Voronoi analysis performed on P-GAN and averaged images at 12 locations (Supplementary Fig. 8) resulted in similar shapes and sizes of the Voronoi neighborhoods. Cell spacing computed from the Voronoi analysis (Supplementary Table 9) fell within the expected ranges and showed an average error of 0.5 ± 0.9 µm. These experimental results demonstrate the possibility of using AI to transform the way in which AO-OCT is used to visualize and quantitatively assess the contiguous RPE mosaic across different retinal locations directly in the living human eye.
Discussion
We demonstrated that P-GAN can effectively recover the cellular structure from speckle-obscured AO-OCT images of the RPE. The key feature of our approach is that cellular contrast can be improved using only a single speckled acquisition, completely bypassing the need for sequential volume averaging currently being used for AO-OCT RPE imaging12,13. This is an important step towards more routine clinical application of AO-OCT imaging for probing the health of the retinal tissue at the cellular level, especially for the task of morphometric measurements of cell structure across different retinal locations (Figs. 4, 5 and Supplementary Fig. 5).

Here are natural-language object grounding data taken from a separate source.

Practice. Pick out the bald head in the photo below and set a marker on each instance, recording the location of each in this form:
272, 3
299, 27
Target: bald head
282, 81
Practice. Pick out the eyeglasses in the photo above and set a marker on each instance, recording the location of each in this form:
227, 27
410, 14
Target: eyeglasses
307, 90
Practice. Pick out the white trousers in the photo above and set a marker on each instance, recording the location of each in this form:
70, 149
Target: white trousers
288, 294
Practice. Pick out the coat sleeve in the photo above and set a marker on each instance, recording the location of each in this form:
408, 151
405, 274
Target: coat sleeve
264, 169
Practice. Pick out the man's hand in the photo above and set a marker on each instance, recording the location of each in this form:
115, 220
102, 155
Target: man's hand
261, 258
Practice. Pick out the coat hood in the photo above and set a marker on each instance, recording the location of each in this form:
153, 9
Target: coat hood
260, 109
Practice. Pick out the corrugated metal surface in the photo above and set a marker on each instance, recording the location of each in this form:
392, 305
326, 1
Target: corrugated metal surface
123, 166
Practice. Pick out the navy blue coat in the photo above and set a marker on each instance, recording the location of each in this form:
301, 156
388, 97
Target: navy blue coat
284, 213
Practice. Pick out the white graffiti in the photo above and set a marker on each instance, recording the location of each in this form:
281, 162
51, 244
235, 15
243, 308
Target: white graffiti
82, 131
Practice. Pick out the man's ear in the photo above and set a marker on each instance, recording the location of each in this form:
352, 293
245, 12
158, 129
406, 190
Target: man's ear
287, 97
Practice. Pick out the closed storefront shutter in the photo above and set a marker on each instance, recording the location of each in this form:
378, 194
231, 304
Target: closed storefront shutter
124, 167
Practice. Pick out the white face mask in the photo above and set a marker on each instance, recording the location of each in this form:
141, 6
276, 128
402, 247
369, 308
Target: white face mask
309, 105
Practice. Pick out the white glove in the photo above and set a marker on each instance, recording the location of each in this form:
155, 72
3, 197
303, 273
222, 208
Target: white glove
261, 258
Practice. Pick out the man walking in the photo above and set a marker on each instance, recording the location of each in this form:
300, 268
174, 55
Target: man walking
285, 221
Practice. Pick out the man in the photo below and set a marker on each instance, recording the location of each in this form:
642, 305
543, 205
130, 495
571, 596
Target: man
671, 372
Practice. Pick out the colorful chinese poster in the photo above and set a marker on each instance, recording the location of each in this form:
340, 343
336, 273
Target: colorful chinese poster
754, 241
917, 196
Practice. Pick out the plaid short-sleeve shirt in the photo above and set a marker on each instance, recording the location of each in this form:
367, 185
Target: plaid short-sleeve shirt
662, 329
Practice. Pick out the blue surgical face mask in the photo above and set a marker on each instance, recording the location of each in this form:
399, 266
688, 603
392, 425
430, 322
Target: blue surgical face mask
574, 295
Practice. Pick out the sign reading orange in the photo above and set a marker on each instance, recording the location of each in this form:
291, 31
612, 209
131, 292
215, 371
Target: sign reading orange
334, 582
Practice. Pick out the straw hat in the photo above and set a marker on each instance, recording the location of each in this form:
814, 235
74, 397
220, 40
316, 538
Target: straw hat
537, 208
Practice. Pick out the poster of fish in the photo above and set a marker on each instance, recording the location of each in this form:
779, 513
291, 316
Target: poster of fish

The success of cellular recovery using P-GAN can be attributed to the Siamese network-inspired twin discriminator that provided local structural cues of feature similarity (between the recovered and the ground truth averaged images) to the generator. The improvement of P-GAN over U-Net, traditional GAN, Pix2Pix, CycleGAN, MedGAN, and UPGAN (Supplementary Fig. 4 and Supplementary Table 5) was unsurprising given that these other networks were not intended to handle highly speckled noisy environments in which the cellular structures were not readily apparent. Our ablation studies indicated the synergistic improvement realized through the WFF combination to the twin discriminator (D1) for the recovery of the fine local structural details and the traditional CNN-based discriminator (D2) for global feature recovery (Fig. 2). In terms of computational complexity, it should also be noted that the network architecture of P-GAN has much fewer number of parameters (8.8-fold) compared to CycleGAN (Supplementary Table 10).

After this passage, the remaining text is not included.